The frustrations of health care workers have been boiling over across the country, especially since the pandemic highlighted and exacerbated staffing shortages among nurses and led to burnout for many employees. Concerns about patient overloads resulted in a nurses’ strike in New York City in January, and there were more than a dozen similar strikes this year in California, Illinois, Michigan and elsewhere.

More broadly, the tight labor market has emboldened many unionized workers, leading to the recently averted strike at United Parcel Service and current picket lines among autoworkers. “Unions are flexing their muscles in a bunch of industries,” said Ruth Milkman, a professor of sociology and labor studies at the City University of New York.

Outside the West Los Angeles Medical Center, about 750 workers jabbed picket signs in the air and danced to the bass of a DJ beat. Passing trucks honked their horns in support.

Maria Fixico, a laboratory assistant at Kaiser for 12 years, was among the striking workers. She said she arrived at 3 a.m. on Wednesday to complete patient tests before the walkout.

“We know these patients. They were worried. They were asking us, ‘Who is going to take care of us?’” Ms. Fixico said.

Having worked through the “really, really hard” months of the pandemic, Ms. Fixico said her team has often been reduced to three from five members. “We’re here because we love to be here, we love our community,” she said. “But we are so short-staffed.”

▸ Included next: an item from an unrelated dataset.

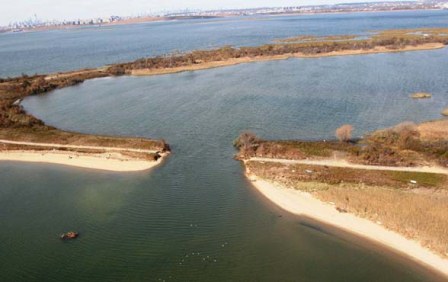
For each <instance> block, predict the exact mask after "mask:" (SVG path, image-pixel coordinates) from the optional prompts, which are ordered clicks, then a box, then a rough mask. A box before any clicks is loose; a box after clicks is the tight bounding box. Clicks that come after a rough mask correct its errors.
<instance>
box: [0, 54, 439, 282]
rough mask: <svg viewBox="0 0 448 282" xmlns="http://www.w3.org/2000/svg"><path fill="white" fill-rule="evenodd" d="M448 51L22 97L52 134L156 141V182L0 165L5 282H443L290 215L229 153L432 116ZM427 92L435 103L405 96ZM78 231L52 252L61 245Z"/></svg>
mask: <svg viewBox="0 0 448 282" xmlns="http://www.w3.org/2000/svg"><path fill="white" fill-rule="evenodd" d="M447 53H448V49H441V50H434V51H420V52H408V53H397V54H376V55H365V56H347V57H329V58H320V59H290V60H285V61H273V62H262V63H251V64H244V65H238V66H231V67H225V68H218V69H210V70H203V71H196V72H185V73H179V74H172V75H162V76H152V77H118V78H105V79H95V80H90V81H86V82H84V83H83V84H81V85H77V86H75V87H70V88H65V89H61V90H58V91H55V92H53V93H50V94H46V95H40V96H34V97H29V98H27V99H26V100H25V101H24V102H23V105H24V106H25V109H26V110H27V111H29V112H30V113H33V114H34V115H36V116H37V117H39V118H41V119H43V120H44V121H45V122H46V123H48V124H50V125H55V126H57V127H59V128H63V129H67V130H76V131H80V132H86V133H96V134H112V135H130V136H146V137H152V138H165V139H166V140H167V141H168V142H169V144H170V145H171V146H172V149H173V153H172V155H171V156H169V157H168V158H167V160H166V161H165V162H164V163H163V164H162V165H161V166H159V167H157V168H155V169H153V170H152V171H146V172H137V173H107V172H99V171H94V170H85V169H77V168H69V167H64V166H56V165H44V164H20V163H0V179H1V189H0V226H1V232H0V250H1V255H0V280H2V281H43V280H45V281H162V280H165V281H438V280H440V281H442V280H441V278H440V277H436V276H435V275H433V274H432V273H430V272H429V271H427V270H425V269H424V268H422V267H420V266H418V265H417V264H415V263H413V262H410V261H407V260H405V259H403V258H402V257H399V256H396V255H394V254H393V253H391V252H388V251H386V250H384V249H382V248H378V247H375V246H372V244H370V243H367V242H364V241H363V240H356V239H354V238H350V237H347V236H345V235H342V234H340V233H338V232H333V231H332V230H331V229H329V228H327V227H325V226H322V225H319V224H316V223H314V222H312V221H311V222H310V221H308V220H305V221H304V220H303V219H301V218H298V217H295V216H290V215H288V214H287V213H285V212H283V211H281V210H280V209H279V208H276V207H274V206H273V205H272V204H270V203H269V202H268V201H267V200H266V199H264V198H262V197H261V196H260V195H259V194H258V193H257V192H256V191H255V190H254V188H253V187H251V185H250V183H249V182H248V181H247V180H246V179H245V177H244V175H243V169H242V166H241V164H240V163H239V162H237V161H235V160H233V159H232V156H233V154H234V153H235V151H234V149H233V148H232V141H233V140H234V138H235V137H237V135H238V134H239V133H240V132H241V131H242V130H245V129H250V130H253V131H255V132H256V133H257V134H259V135H260V136H261V137H263V138H279V137H280V138H285V139H290V138H297V139H321V138H332V136H333V132H334V130H335V128H337V127H338V126H340V125H341V124H343V123H351V124H353V125H354V126H355V128H356V129H357V130H356V134H357V135H361V134H363V133H364V132H366V131H367V130H373V129H377V128H382V127H387V126H392V125H394V124H396V123H399V122H402V121H406V120H411V121H415V122H419V121H424V120H429V119H435V118H438V117H439V116H440V114H439V113H440V110H441V109H442V108H443V107H444V106H446V105H447V104H446V103H447V98H448V92H447V89H448V80H447V78H446V75H445V74H446V73H447V72H448V56H447V55H448V54H447ZM416 91H428V92H431V93H432V94H433V98H432V99H428V100H413V99H410V98H409V94H410V93H412V92H416ZM72 229H73V230H77V231H79V232H81V236H80V238H79V239H77V240H75V241H71V242H61V241H60V240H59V238H58V234H59V233H61V232H63V231H67V230H72Z"/></svg>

The strains of acute staffing shortages contributed to the tensions between the unions and Kaiser executives in the run-up to the contract’s expiration on Saturday. The unions said that Kaiser needed to offer better wages to attract more workers and hire enough people to make up for the exodus of staff during the pandemic.

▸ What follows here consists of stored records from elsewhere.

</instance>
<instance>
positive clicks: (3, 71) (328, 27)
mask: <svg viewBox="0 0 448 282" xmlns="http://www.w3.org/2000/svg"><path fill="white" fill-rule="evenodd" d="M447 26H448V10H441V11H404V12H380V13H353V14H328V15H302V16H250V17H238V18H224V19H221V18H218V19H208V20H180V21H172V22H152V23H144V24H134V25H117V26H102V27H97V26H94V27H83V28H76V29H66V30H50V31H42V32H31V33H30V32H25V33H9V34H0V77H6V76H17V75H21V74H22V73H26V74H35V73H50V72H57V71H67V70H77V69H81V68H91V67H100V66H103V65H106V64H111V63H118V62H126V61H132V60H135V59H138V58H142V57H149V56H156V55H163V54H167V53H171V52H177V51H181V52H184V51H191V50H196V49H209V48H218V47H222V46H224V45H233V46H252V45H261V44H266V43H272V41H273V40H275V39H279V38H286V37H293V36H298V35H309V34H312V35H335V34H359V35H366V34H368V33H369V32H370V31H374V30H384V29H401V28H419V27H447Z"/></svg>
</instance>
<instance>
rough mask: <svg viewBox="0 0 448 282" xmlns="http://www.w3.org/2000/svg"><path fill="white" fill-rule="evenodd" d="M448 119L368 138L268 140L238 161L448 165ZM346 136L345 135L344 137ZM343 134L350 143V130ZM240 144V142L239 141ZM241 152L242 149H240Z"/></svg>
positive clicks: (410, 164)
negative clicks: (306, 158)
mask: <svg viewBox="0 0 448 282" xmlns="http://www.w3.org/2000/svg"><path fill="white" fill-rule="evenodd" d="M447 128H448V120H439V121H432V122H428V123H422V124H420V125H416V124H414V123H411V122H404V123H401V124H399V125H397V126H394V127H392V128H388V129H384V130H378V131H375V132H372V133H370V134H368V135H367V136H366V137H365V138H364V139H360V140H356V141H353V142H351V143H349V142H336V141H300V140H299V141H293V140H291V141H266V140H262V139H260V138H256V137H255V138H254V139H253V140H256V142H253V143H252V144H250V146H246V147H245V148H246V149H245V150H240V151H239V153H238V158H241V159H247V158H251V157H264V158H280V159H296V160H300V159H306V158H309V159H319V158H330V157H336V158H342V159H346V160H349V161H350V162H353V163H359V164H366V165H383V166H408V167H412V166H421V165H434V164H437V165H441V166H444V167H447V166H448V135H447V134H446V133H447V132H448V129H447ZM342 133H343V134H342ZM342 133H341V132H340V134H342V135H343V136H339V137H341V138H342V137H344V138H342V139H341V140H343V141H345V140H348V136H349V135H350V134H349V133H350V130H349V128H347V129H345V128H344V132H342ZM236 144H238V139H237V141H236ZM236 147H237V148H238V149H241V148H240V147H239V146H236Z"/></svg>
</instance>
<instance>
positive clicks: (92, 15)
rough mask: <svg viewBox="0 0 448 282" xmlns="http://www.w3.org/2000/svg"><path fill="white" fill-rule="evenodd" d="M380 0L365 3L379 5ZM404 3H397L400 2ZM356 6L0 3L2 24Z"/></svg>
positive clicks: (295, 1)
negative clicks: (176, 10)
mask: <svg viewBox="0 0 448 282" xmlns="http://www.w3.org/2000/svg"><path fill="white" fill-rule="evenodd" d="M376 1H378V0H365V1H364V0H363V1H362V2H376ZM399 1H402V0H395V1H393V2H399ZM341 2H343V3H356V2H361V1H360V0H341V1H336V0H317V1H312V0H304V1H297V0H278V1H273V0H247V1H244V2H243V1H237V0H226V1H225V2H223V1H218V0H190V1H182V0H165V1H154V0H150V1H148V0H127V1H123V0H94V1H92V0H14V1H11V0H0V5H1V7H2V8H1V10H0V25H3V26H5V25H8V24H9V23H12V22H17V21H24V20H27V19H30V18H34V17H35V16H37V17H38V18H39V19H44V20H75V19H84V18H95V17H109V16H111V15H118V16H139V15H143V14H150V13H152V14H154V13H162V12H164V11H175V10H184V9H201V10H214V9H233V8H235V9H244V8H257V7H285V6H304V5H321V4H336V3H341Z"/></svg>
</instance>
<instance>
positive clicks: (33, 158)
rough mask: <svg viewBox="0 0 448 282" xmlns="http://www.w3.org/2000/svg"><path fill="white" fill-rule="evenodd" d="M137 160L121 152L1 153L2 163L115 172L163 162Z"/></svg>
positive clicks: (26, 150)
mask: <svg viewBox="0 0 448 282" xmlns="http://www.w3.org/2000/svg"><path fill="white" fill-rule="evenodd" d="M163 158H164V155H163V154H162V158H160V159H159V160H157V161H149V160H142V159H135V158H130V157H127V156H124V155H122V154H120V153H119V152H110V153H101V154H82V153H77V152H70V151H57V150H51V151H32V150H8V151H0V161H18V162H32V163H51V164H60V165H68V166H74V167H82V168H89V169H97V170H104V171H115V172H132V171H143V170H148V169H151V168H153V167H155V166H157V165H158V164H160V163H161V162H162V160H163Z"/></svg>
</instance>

Mattie Ruffin, 69, a nursing assistant at Kaiser for 17 years, said a lack of adequate staffing had taken a serious toll. When “we’re running room to room, the patients aren’t getting what they need,” Ms. Ruffin said. With so much burnout among workers, “you’re going to see higher hospitalization rates, more infections, more falls,” she said.

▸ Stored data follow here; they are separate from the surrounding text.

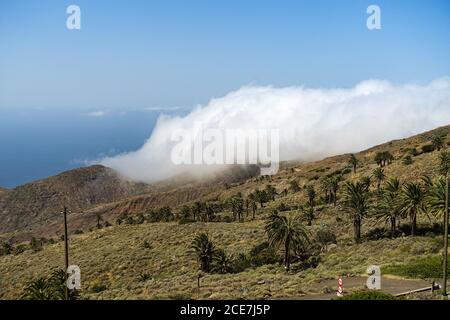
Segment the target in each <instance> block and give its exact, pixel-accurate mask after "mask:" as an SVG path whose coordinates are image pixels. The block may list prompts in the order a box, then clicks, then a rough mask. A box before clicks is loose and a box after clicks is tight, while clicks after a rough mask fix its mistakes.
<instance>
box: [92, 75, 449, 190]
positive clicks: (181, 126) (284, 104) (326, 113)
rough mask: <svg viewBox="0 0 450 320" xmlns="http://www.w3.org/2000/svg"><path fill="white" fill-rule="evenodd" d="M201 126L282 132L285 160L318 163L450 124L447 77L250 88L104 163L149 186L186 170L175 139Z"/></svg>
mask: <svg viewBox="0 0 450 320" xmlns="http://www.w3.org/2000/svg"><path fill="white" fill-rule="evenodd" d="M198 123H202V125H203V128H214V129H224V130H225V129H265V130H267V129H279V137H280V160H293V159H298V160H317V159H320V158H323V157H326V156H331V155H336V154H342V153H347V152H357V151H360V150H363V149H365V148H368V147H371V146H373V145H376V144H380V143H383V142H386V141H389V140H392V139H399V138H404V137H407V136H410V135H413V134H417V133H420V132H423V131H427V130H431V129H434V128H436V127H438V126H442V125H447V124H449V123H450V78H448V77H446V78H440V79H436V80H434V81H432V82H430V83H429V84H426V85H413V84H404V85H394V84H392V83H390V82H387V81H380V80H367V81H363V82H361V83H359V84H357V85H355V86H354V87H353V88H344V89H342V88H341V89H339V88H338V89H321V88H317V89H314V88H304V87H286V88H274V87H271V86H245V87H242V88H240V89H239V90H236V91H233V92H230V93H228V94H227V95H225V96H223V97H221V98H215V99H212V100H211V101H210V102H209V103H208V104H207V105H206V106H198V107H196V108H195V109H194V110H193V111H191V112H190V113H189V114H188V115H186V116H184V117H180V116H168V115H162V116H160V118H159V119H158V121H157V124H156V126H155V128H154V130H153V132H152V134H151V136H150V137H149V139H148V140H147V141H146V142H145V143H144V145H143V146H142V147H141V148H140V149H139V150H137V151H135V152H131V153H127V154H121V155H118V156H115V157H108V158H104V159H102V160H101V161H100V163H101V164H103V165H106V166H108V167H111V168H114V169H116V170H118V171H119V172H121V173H122V174H123V175H125V176H126V177H129V178H131V179H133V180H136V181H144V182H152V181H156V180H160V179H164V178H168V177H170V176H172V175H174V174H177V173H180V171H181V170H186V169H187V170H189V169H190V168H189V167H187V168H186V167H183V168H180V167H179V166H175V165H174V164H173V163H172V161H171V158H170V156H171V150H172V148H173V146H174V145H175V144H176V142H174V141H171V135H172V133H173V132H174V131H175V130H177V129H180V128H183V129H186V130H195V129H194V128H195V126H196V124H198ZM191 169H192V170H198V166H195V167H192V168H191Z"/></svg>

In the campus courtyard, security officers stood on every corner, and signs offered apologies to patients for “any inconvenience” caused by rallying union workers.

Among the strikers outside a medical center in San Francisco was Edward Lopez-Matus, a medical assistant who drives for Uber 40 hours a week on top of his full-time job, to make ends meet for his two teenage children.

“My entire paycheck goes to rent,” said Mr. Lopez-Matus, who said a staffing shortage had left him assigned to help two doctors instead of one, increasing the chances that he could make a mistake.

At other sites, workers in Georgia and Hawaii will remain on the job, according to a Kaiser official, and walkouts were expected to be limited in Washington state. In Virginia and the District of Columbia, only pharmacists and optometrists were striking on Wednesday for one day. Maryland workers did not take part.

How much progress had been made on wage talks was not made public. In earlier proposals considered for a new four-year contract, the union had sought a $25 hourly minimum wage and increases of 7 percent in the first two years and 6.25 percent in the two years after, according to a recent proposal.

Kaiser had countered with minimum hourly wages of between $21 and $23 next year, increasing by a dollar per year. Raises would vary among locations.

Many nurses are represented by other unions, including the California Nurses Association, which agreed to a new contract in Northern California last December.

Although the strike was expected to last no more than three days, it was likely to cause Kaiser to lose revenue, according to Kevin Holloran, a senior director at Fitch Ratings.

“Kaiser will respond by keeping critical infrastructure open, but absent plans to backfill striking team members with temporary help, the strike will very likely result in canceled procedures, reduced volumes and a brief but sharp decline on provider revenues this week,” he said in an email.

Soumya Karlamangla contributed reporting.